Together, he and May lifted down a cardboard box and removed the lid. This was May’s abiding image of his partner; nosing into some neglected corner of the city to check out its contents. The box had been taped shut, but Bryant happily slit it open with his Swiss Army knife. It was filled with photographs and newspaper clippings.

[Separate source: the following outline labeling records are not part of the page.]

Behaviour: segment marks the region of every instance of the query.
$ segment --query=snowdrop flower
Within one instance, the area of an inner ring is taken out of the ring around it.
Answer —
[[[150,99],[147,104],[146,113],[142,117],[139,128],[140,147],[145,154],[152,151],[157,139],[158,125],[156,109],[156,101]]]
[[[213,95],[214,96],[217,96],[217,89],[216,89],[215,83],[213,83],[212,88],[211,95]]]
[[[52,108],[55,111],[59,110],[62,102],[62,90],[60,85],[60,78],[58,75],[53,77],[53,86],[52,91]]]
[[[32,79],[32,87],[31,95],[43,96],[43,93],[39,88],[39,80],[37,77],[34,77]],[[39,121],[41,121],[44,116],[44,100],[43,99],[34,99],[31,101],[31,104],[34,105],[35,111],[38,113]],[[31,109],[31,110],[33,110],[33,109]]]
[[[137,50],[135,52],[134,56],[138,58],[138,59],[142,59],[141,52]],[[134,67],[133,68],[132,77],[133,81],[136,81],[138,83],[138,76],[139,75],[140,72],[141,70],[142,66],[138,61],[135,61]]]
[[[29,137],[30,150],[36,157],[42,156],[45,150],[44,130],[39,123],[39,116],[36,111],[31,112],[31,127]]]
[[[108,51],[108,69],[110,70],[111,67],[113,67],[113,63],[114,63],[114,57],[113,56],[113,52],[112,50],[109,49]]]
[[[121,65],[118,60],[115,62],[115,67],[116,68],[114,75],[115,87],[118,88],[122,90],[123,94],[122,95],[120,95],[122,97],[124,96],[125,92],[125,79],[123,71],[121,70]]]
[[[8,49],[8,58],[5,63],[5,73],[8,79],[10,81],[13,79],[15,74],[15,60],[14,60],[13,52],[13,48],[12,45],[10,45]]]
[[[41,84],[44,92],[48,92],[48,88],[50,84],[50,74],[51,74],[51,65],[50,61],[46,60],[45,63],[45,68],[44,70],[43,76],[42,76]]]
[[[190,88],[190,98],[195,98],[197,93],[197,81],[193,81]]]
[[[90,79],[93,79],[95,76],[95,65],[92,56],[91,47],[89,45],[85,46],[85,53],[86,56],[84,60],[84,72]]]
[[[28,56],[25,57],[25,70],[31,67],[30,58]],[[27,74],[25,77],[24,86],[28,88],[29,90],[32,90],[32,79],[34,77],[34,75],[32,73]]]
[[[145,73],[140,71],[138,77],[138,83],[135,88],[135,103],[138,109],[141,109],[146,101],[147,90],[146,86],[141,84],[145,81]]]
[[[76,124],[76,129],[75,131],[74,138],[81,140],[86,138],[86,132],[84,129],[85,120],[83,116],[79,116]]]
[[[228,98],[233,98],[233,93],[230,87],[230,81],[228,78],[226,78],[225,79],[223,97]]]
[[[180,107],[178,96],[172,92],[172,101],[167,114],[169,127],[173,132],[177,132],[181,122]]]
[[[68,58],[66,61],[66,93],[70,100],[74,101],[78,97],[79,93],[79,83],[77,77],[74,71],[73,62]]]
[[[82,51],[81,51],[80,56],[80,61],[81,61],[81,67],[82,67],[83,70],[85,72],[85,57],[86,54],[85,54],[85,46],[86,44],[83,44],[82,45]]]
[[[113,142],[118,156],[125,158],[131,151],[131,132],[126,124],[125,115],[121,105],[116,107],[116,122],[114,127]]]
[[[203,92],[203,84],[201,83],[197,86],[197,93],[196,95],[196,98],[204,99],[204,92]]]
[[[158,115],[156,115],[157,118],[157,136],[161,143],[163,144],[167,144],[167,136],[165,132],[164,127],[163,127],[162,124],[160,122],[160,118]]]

“Take a look at this,” Bryant suggested. “Kingsmere’s family tree. I knew he would keep his mementoes here. This room is very important to him; it’s where he passes on his wisdom. He couldn’t resist a little show-and-tell with his favoured pupils. The St Crispin’s pupils are at war with the boys on the estate, so the Saladins are always looking for ways to bring them down. And recently I think they made a discovery about St Crispin’s favourite teacher. They were annoyed with Kingsmere because he had the nerve to conduct goodcitizen classes at their centre, so they took revenge on him – and by extension, their enemies – by embedding clues about Kingsmere’s culpability in their graffiti, for all to see. How typical of teenagers to take such an unnecessarily complicated route.”

“You’ve lost me, Arthur,” May admitted.

“This is where a little reading of London history books comes in useful, John. Kingsmere’s grandfather was a legendary fascist. Nobody is given a forgotten Victorian Christian name like ‘Brilliant’ without a good family reason. The name rang a bell the first time I heard it. There’s a famous photograph of Kingsmere’s ancestor throwing a Molotov cocktail at a police cordon in 1935. I saw it at Oliver’s picture library.”